The size of the test pile came out to be about 3-feet wide, but only 2-feet tall which according to the "experts" will not be large enough to generate enough heat to kill off any harmful bacteria and weed seeds which I know this pile is full of. I intentionally added a full pound of weed, grass, and wildflower seeds to the pile mixture as I was setting it up to see if any of them would germinate. I made sure the pile was thoroughly damp which takes a lot more water than you would think. The main problem that most people have with their compost pile is that they simply do not give it enough water.
Because this material was shredded down so fine, it actually took about twice the amount of water that I normally have to put on a pile before it felt damp. I spent over 30-45 minutes just adding water to the pile and turning it to check the moisture level inside. The outside seemed very wet however within about 2 or 3 inches inside the pile it was still bone dry. So by continually turning and mixing the pile while I added water to it I was able to make sure that it was all wetted down.
I then stuck a compost thermometer into the center of the pile and got a tarp ready to cover the pile with to keep the water inside it from evaporating and to keep it from getting too wet if it rained.
As I was getting the tarp pulled up over the compost pile I noticed that the temperature has already reached 100 degrees within 15-minutes of setting this pile up, indicating that I already have an "active" compost pile. Normally I do not see a temperature increase for about 4 to 6 hours when I create a pile the way the "experts" say to do it. Strike 1 for the compost "experts", the pile does start quickly by mixing it all up together.
And I did not add either finished compost or manure to the pile, yet it started heating up within 15 minutes of setting the pile up. I guess that blows that theory out of the water as well. Strike 2 for the "experts".
The following morning when I checked the thermometer I saw that the temperature had risen overnight and the pile was cooking away at 140 degrees Fahrenheit. Remember when they said if the pile was not a minimum of 3-cubic yards and created in distinct layers that it would not quickly reach the correct temperatures to kill off harmful pathogens and seeds? Well, the temperature that is needed for that to happen is between 120 to 160 degrees Fahrenheit, which we are well within. Strike 3 for the "experts". The pile will generate the required heat even though the pile is smaller because the microbes in the pile are actively breaking down the materials.

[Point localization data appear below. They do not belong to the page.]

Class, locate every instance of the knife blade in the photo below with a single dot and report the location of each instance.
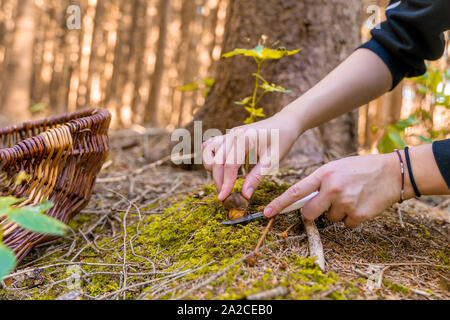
(295, 206)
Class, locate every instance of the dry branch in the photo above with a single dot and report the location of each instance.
(314, 243)
(269, 294)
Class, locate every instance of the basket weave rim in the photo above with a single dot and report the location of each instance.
(75, 121)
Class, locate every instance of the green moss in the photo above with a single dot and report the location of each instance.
(442, 257)
(395, 287)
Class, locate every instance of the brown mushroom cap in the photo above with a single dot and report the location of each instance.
(236, 201)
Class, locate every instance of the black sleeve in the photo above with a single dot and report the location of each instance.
(412, 33)
(441, 151)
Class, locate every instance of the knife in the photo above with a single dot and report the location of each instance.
(296, 206)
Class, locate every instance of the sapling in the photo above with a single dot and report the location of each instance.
(260, 54)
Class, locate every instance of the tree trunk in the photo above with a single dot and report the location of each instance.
(327, 31)
(151, 112)
(16, 99)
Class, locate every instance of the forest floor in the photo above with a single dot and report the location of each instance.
(153, 232)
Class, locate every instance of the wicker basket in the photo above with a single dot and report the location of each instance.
(62, 157)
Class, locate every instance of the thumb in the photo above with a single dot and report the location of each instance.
(293, 194)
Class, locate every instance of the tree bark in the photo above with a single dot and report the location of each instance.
(151, 112)
(16, 98)
(327, 31)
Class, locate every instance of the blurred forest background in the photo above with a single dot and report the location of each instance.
(134, 57)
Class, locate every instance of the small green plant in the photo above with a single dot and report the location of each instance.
(260, 54)
(435, 83)
(31, 218)
(434, 86)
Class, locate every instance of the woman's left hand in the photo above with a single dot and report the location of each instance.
(353, 190)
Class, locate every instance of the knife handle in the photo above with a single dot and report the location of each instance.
(300, 203)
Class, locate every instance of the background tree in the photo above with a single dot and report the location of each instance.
(16, 90)
(327, 31)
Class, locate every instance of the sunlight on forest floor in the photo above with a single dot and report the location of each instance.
(156, 236)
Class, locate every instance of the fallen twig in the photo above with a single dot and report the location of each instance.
(314, 243)
(269, 294)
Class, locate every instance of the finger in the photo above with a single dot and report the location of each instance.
(254, 178)
(210, 148)
(297, 192)
(229, 179)
(218, 168)
(235, 146)
(317, 206)
(336, 214)
(352, 223)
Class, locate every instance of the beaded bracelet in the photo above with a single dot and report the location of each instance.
(411, 175)
(402, 165)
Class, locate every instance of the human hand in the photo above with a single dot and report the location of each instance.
(224, 155)
(353, 190)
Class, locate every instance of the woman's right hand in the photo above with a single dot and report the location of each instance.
(224, 155)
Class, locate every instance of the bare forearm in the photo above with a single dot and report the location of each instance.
(361, 78)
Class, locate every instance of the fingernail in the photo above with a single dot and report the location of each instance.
(268, 212)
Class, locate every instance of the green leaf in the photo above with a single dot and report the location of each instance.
(33, 219)
(7, 261)
(403, 124)
(243, 102)
(6, 202)
(209, 82)
(274, 88)
(193, 86)
(261, 53)
(392, 140)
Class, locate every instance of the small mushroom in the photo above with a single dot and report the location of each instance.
(236, 205)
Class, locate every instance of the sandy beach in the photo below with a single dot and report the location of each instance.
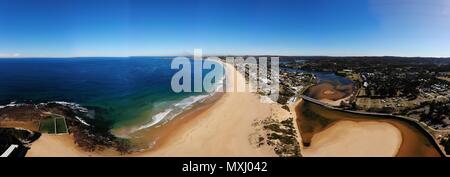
(224, 129)
(360, 139)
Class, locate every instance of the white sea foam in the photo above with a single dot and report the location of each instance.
(173, 111)
(12, 104)
(155, 119)
(71, 105)
(179, 107)
(188, 102)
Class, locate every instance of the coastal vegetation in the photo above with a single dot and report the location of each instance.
(90, 135)
(280, 135)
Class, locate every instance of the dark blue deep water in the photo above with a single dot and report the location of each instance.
(127, 88)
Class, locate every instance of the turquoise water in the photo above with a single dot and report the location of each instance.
(128, 90)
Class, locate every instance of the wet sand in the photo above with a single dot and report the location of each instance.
(350, 138)
(312, 119)
(219, 128)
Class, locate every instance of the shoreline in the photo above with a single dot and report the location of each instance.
(222, 128)
(401, 125)
(355, 139)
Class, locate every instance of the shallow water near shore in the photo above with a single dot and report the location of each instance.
(127, 92)
(313, 118)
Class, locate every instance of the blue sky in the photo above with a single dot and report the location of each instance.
(176, 27)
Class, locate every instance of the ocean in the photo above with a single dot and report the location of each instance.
(130, 91)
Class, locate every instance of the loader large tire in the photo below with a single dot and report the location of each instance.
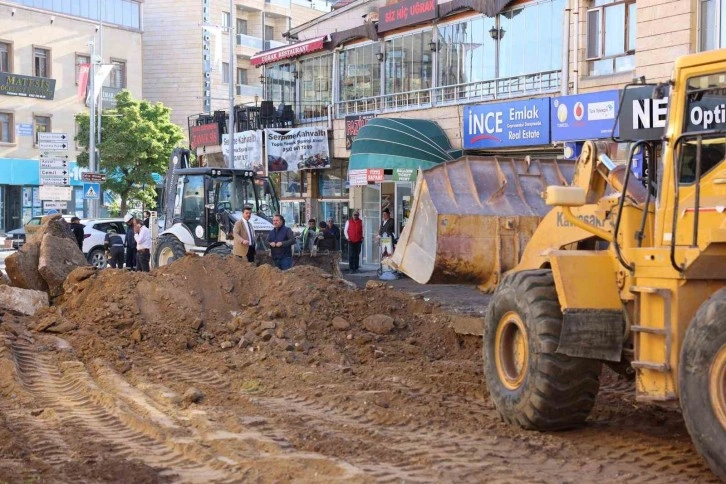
(702, 377)
(531, 385)
(168, 249)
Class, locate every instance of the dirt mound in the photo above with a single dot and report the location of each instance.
(216, 303)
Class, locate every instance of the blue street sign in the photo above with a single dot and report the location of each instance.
(516, 123)
(91, 191)
(584, 116)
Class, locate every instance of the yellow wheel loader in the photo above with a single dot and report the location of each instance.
(638, 281)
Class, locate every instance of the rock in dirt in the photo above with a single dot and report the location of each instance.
(193, 395)
(25, 301)
(58, 257)
(340, 324)
(379, 324)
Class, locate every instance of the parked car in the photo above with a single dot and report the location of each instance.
(94, 233)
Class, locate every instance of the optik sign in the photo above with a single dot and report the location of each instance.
(517, 123)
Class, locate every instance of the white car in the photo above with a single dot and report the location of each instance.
(95, 231)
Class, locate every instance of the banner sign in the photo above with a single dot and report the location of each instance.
(584, 116)
(406, 12)
(641, 116)
(204, 135)
(353, 124)
(517, 123)
(247, 150)
(297, 149)
(27, 86)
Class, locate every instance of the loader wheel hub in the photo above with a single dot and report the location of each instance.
(511, 350)
(717, 385)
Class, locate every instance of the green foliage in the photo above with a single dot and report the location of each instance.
(137, 138)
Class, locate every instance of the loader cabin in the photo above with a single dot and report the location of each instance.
(203, 193)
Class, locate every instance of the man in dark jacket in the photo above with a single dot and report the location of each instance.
(281, 240)
(77, 229)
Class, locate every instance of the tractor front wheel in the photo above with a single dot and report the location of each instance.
(531, 385)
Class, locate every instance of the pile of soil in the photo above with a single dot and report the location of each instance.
(216, 304)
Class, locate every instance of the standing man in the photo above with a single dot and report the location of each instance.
(335, 231)
(244, 236)
(354, 233)
(281, 240)
(130, 243)
(77, 229)
(142, 235)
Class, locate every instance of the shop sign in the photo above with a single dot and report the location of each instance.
(584, 116)
(404, 174)
(27, 86)
(641, 116)
(247, 150)
(406, 12)
(297, 149)
(353, 124)
(204, 135)
(358, 177)
(375, 175)
(517, 123)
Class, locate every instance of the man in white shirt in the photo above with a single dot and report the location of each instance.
(142, 236)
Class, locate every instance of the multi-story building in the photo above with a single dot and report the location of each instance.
(499, 77)
(187, 50)
(43, 45)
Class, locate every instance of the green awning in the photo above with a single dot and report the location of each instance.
(399, 143)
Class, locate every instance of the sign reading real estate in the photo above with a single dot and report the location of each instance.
(353, 124)
(517, 123)
(405, 12)
(584, 116)
(247, 150)
(27, 86)
(297, 149)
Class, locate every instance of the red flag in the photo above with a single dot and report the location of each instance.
(83, 71)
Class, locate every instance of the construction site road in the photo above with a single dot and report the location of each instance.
(291, 377)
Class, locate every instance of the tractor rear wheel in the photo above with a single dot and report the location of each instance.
(702, 377)
(168, 249)
(531, 385)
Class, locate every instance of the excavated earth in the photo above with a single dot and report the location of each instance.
(214, 370)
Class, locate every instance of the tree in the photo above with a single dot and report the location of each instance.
(137, 138)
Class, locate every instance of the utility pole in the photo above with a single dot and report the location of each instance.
(232, 81)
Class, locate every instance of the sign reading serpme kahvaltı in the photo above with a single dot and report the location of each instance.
(27, 86)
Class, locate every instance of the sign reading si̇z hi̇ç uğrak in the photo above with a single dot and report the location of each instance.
(405, 12)
(27, 86)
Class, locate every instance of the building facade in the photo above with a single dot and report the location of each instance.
(43, 46)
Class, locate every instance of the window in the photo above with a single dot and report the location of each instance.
(6, 127)
(41, 125)
(117, 78)
(41, 62)
(611, 36)
(6, 54)
(241, 26)
(241, 76)
(80, 60)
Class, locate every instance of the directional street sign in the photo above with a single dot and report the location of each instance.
(91, 176)
(53, 145)
(53, 137)
(55, 180)
(53, 163)
(91, 191)
(55, 193)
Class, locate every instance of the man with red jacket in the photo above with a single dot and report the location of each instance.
(354, 233)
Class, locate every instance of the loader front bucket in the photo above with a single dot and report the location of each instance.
(471, 218)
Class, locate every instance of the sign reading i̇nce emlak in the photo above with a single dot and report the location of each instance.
(517, 123)
(27, 86)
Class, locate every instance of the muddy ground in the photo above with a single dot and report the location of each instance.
(213, 370)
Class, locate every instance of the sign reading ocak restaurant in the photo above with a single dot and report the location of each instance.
(27, 86)
(297, 149)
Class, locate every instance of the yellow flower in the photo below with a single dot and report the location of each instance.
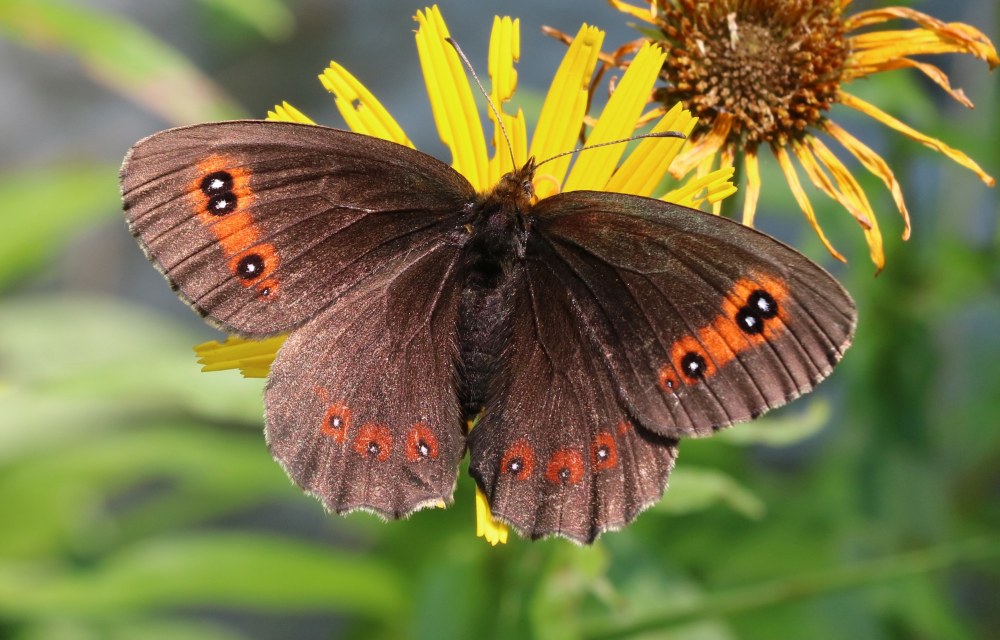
(765, 72)
(559, 125)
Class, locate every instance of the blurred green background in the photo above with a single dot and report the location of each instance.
(137, 497)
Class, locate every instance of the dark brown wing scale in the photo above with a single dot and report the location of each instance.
(555, 450)
(362, 408)
(593, 328)
(261, 225)
(702, 321)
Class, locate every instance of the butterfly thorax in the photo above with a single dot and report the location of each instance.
(501, 224)
(499, 237)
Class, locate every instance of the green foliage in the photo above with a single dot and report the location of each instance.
(138, 499)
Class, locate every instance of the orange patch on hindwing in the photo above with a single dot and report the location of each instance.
(603, 451)
(421, 443)
(518, 460)
(751, 313)
(222, 198)
(336, 422)
(373, 441)
(564, 467)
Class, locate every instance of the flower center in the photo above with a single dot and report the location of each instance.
(774, 66)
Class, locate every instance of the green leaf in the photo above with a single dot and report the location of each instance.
(146, 628)
(781, 431)
(34, 227)
(258, 573)
(117, 361)
(184, 479)
(121, 55)
(693, 489)
(270, 18)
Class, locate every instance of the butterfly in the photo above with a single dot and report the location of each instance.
(587, 332)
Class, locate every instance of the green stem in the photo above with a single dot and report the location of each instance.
(767, 594)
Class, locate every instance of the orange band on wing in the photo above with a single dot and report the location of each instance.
(752, 312)
(222, 198)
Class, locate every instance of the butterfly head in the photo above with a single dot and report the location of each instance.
(516, 187)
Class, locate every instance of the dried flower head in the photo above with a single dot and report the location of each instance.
(767, 72)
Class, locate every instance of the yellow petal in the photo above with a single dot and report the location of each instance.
(285, 112)
(847, 192)
(455, 113)
(362, 112)
(956, 36)
(907, 42)
(865, 66)
(486, 527)
(752, 167)
(505, 50)
(647, 164)
(702, 146)
(875, 164)
(871, 110)
(645, 14)
(565, 105)
(713, 187)
(252, 357)
(800, 196)
(593, 168)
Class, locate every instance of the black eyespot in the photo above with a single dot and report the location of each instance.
(749, 321)
(250, 267)
(215, 183)
(693, 366)
(763, 304)
(221, 204)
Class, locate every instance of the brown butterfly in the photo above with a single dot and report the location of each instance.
(588, 331)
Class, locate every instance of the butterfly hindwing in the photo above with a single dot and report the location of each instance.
(362, 410)
(702, 322)
(261, 225)
(555, 451)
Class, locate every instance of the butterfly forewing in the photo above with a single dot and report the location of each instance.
(555, 451)
(703, 322)
(362, 409)
(261, 225)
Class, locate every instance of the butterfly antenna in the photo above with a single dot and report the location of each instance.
(493, 108)
(657, 134)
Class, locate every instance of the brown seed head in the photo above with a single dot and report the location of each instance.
(774, 65)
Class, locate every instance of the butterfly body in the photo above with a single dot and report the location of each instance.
(589, 331)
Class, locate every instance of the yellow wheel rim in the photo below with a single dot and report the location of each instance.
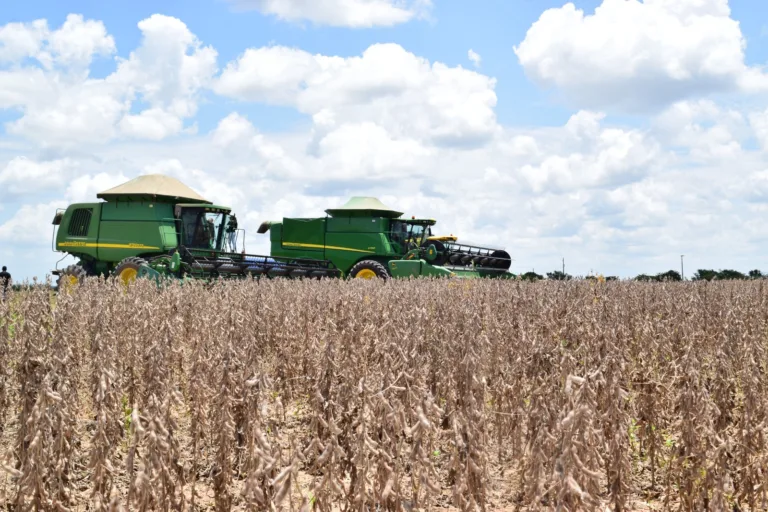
(128, 275)
(366, 273)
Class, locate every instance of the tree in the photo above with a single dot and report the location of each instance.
(704, 275)
(558, 275)
(730, 275)
(670, 275)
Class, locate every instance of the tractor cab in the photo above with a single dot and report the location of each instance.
(206, 227)
(413, 233)
(410, 234)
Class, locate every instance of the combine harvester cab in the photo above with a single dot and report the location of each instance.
(365, 239)
(155, 226)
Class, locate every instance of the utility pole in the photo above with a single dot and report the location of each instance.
(682, 274)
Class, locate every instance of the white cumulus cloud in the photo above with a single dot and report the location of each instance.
(634, 54)
(406, 94)
(341, 13)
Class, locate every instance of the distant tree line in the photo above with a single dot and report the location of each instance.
(670, 275)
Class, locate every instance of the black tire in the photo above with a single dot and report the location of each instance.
(366, 267)
(128, 269)
(73, 275)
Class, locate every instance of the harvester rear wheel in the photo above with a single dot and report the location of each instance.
(71, 276)
(369, 269)
(128, 269)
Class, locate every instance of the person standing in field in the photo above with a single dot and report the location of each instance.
(5, 280)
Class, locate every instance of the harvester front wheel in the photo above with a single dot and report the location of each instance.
(369, 269)
(71, 276)
(128, 269)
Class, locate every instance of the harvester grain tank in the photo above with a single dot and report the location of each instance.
(155, 226)
(366, 239)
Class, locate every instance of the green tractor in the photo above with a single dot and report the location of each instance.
(155, 226)
(365, 239)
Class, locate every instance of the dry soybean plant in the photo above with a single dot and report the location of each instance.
(400, 395)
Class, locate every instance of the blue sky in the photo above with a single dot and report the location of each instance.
(620, 134)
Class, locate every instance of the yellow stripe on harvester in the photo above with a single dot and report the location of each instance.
(106, 246)
(321, 246)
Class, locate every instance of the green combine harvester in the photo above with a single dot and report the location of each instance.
(155, 226)
(365, 239)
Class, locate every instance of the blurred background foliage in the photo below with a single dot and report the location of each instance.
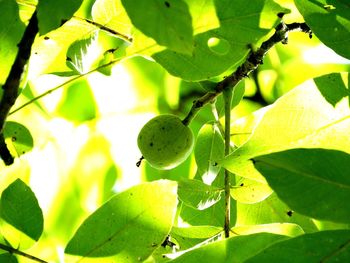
(85, 131)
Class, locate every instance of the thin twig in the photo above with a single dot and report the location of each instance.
(227, 101)
(12, 250)
(13, 80)
(252, 62)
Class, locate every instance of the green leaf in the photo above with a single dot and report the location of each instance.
(326, 246)
(11, 30)
(20, 208)
(197, 194)
(310, 181)
(234, 249)
(209, 147)
(272, 210)
(79, 54)
(111, 14)
(52, 14)
(8, 258)
(302, 118)
(329, 22)
(332, 87)
(131, 225)
(175, 31)
(226, 46)
(286, 229)
(18, 138)
(250, 191)
(78, 103)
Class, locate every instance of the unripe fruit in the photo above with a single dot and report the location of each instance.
(165, 142)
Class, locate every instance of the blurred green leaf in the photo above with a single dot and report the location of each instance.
(272, 210)
(302, 118)
(11, 30)
(8, 258)
(310, 181)
(197, 194)
(176, 31)
(20, 208)
(330, 23)
(240, 26)
(18, 138)
(234, 249)
(327, 246)
(78, 103)
(125, 225)
(52, 14)
(111, 14)
(209, 147)
(250, 191)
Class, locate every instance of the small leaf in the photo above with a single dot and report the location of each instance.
(312, 182)
(20, 208)
(197, 194)
(175, 31)
(18, 138)
(209, 147)
(52, 14)
(330, 23)
(325, 246)
(131, 225)
(233, 250)
(78, 103)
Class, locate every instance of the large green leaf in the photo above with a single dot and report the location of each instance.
(52, 14)
(302, 118)
(197, 194)
(219, 49)
(329, 21)
(311, 181)
(272, 210)
(168, 22)
(20, 208)
(131, 225)
(11, 30)
(326, 246)
(234, 249)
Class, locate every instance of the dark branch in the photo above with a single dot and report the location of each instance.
(12, 83)
(254, 59)
(12, 250)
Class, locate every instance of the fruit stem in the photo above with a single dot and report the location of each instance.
(227, 100)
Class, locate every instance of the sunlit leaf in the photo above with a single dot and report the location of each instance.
(78, 103)
(310, 181)
(18, 138)
(209, 147)
(219, 49)
(198, 194)
(329, 22)
(286, 229)
(250, 191)
(327, 246)
(11, 30)
(234, 249)
(302, 118)
(52, 14)
(124, 226)
(20, 208)
(175, 31)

So far that have been no animals attracted to the pile from the meat and dairy products that I added, but I can guarantee that even if they were, an animal will not go into a pile that is running at 140 degrees looking for an easy meal. Strike 4 for the compost "experts".
Well, so far the "experts" have not been able to get anything right. I am proving that by going against every single one of their rules, I am still able to have a hot active compost pile. Shows how much the "experts" really know about composting.
Let the "experts" do their thing, and you do you. Don't worry about how the "experts" say that you have to setup a compost pile. As I have shown, you can screw up and break all the rules and still have a good compost pile, so don't worry about all their rules.